West Bank to vote in long-delayed polls

West Bank to vote in long-delayed polls

RAMALLAH - Agence France-Presse
Palestinians in the West Bank are set to go to the polls on Oct. 20 for the first time in nearly seven years, casting their ballots in local elections.

But the long-delayed vote is only scheduled to be held in the West Bank, with the first stage of voting to take place in 91 of the territory’s 353 municipalities. In another 181 localities, candidates were appointed unopposed, with elections to be held in the remaining areas at a date which has yet to be set, the Central Elections Commission (CEC) said.

The last time the Palestinians went to the polls was in January 2006 for general elections which were decisively won by the Islamist Hamas movement, which rules the Gaza Strip, and which is refusing to take part in Oct. 20’s vote. Local elections were last held in 2005.

Oct. 20’s vote will see nearly 4,700 candidates, 25 percent of them women, on 300 lists vying for 1,000 local council seats, the CEC says.

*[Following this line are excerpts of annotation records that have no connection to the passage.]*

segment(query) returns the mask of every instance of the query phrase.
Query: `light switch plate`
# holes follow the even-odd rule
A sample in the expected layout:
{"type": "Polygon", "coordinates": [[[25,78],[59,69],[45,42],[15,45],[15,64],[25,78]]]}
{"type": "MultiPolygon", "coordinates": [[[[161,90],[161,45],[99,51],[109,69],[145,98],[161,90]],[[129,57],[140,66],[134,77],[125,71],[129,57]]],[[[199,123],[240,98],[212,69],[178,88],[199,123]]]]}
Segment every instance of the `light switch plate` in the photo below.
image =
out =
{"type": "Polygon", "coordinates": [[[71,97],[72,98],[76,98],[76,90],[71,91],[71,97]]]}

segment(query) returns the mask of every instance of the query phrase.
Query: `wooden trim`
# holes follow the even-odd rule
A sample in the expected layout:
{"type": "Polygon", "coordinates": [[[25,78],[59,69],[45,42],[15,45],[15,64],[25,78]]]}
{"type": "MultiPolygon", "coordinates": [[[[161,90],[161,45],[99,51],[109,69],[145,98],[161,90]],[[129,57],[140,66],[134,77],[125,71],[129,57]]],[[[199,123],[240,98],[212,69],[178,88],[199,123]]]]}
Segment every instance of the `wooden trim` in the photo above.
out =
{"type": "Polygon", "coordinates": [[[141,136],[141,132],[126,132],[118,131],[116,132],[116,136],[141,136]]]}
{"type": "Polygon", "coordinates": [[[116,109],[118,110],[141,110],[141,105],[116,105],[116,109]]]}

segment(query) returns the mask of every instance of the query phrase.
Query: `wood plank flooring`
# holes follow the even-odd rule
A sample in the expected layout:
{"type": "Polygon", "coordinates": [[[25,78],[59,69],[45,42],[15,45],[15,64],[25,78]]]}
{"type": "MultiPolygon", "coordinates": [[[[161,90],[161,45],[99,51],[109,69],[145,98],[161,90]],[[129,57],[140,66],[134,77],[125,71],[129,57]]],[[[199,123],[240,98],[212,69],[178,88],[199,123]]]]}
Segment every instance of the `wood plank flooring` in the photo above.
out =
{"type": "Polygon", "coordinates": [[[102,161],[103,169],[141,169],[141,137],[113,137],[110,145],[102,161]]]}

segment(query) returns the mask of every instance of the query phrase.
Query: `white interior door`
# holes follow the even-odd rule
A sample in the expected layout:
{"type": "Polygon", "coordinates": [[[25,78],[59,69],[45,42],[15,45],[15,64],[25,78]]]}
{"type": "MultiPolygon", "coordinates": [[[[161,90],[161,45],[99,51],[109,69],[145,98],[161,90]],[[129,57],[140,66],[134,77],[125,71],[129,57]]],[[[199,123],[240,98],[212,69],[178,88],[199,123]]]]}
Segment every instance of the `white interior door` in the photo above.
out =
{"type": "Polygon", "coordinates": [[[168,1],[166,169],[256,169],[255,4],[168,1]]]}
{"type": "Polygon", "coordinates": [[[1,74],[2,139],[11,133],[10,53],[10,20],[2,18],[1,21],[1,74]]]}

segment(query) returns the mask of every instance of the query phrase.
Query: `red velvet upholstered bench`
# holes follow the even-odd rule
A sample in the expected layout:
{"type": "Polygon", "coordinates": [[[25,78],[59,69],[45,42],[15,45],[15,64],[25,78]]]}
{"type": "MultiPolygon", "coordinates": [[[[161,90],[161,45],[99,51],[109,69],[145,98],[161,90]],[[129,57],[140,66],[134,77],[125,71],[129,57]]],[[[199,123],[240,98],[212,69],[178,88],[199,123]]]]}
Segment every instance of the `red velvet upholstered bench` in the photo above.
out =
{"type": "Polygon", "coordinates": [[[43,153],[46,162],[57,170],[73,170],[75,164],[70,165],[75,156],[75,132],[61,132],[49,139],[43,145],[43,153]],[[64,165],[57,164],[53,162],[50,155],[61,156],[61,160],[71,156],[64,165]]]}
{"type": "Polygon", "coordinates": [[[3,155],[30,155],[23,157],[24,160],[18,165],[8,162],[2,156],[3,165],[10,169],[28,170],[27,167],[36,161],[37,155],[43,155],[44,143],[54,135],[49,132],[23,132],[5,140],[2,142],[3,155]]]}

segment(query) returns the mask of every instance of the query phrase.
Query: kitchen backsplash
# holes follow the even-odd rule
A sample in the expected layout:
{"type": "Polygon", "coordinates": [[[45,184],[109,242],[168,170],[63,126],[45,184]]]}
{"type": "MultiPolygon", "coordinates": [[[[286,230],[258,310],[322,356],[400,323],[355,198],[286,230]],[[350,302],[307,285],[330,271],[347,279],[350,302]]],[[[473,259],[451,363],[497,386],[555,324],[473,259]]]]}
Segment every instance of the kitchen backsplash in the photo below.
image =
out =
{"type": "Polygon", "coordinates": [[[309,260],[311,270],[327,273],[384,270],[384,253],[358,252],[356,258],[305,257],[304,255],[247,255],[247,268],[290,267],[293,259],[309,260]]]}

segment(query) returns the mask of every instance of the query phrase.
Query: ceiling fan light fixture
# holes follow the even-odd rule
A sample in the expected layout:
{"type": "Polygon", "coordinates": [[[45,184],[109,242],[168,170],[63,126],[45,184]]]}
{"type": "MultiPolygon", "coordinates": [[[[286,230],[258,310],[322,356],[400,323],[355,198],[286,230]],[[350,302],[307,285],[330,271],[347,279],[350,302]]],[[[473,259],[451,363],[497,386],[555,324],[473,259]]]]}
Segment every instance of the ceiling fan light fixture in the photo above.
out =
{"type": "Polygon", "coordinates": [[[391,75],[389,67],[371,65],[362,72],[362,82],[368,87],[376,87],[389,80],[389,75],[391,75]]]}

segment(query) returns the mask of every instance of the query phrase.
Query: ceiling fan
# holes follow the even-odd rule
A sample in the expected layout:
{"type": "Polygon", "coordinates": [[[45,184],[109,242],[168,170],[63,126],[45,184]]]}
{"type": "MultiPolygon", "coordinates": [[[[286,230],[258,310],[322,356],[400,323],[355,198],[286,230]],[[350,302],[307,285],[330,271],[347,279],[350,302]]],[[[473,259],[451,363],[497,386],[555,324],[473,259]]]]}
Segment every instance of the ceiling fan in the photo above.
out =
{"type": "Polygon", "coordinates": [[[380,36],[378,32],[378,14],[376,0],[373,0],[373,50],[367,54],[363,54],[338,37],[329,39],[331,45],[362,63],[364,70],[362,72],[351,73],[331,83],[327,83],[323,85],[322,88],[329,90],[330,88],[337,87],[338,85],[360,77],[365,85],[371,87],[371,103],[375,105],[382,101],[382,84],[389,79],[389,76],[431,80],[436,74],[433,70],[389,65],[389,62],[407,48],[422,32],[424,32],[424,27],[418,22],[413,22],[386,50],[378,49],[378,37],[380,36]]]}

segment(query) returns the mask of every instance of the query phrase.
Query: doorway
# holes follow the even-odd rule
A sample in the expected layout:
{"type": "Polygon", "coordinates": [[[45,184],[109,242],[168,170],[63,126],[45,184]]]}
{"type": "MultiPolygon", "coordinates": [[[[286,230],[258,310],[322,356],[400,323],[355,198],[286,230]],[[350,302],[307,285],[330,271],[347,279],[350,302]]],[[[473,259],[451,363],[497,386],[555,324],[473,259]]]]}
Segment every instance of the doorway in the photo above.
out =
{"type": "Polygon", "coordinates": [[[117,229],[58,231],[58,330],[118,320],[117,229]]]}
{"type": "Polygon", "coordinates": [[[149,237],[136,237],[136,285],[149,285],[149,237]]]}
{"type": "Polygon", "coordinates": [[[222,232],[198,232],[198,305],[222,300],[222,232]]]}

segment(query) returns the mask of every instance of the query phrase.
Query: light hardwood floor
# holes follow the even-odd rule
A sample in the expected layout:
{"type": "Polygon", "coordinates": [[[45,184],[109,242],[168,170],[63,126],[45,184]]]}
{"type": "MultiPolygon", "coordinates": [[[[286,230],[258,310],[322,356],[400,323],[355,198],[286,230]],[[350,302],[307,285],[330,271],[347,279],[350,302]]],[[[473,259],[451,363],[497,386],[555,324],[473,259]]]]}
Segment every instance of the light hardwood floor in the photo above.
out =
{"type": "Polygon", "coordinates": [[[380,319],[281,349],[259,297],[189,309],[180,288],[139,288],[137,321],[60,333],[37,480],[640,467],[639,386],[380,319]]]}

In the southern city of Hebron, one of the lists is all-female.

In the absence of Hamas candidates, the competition pits Fatah against independents and members of various leftist groups such as the Popular Front for the Liberation of Palestine (PFLP) and the Democratic Front for the Liberation of Palestine (DFLP).

The election comes after weeks of public discontent over the rising cost of living, with much of the discontent direct at Fayyad and his government.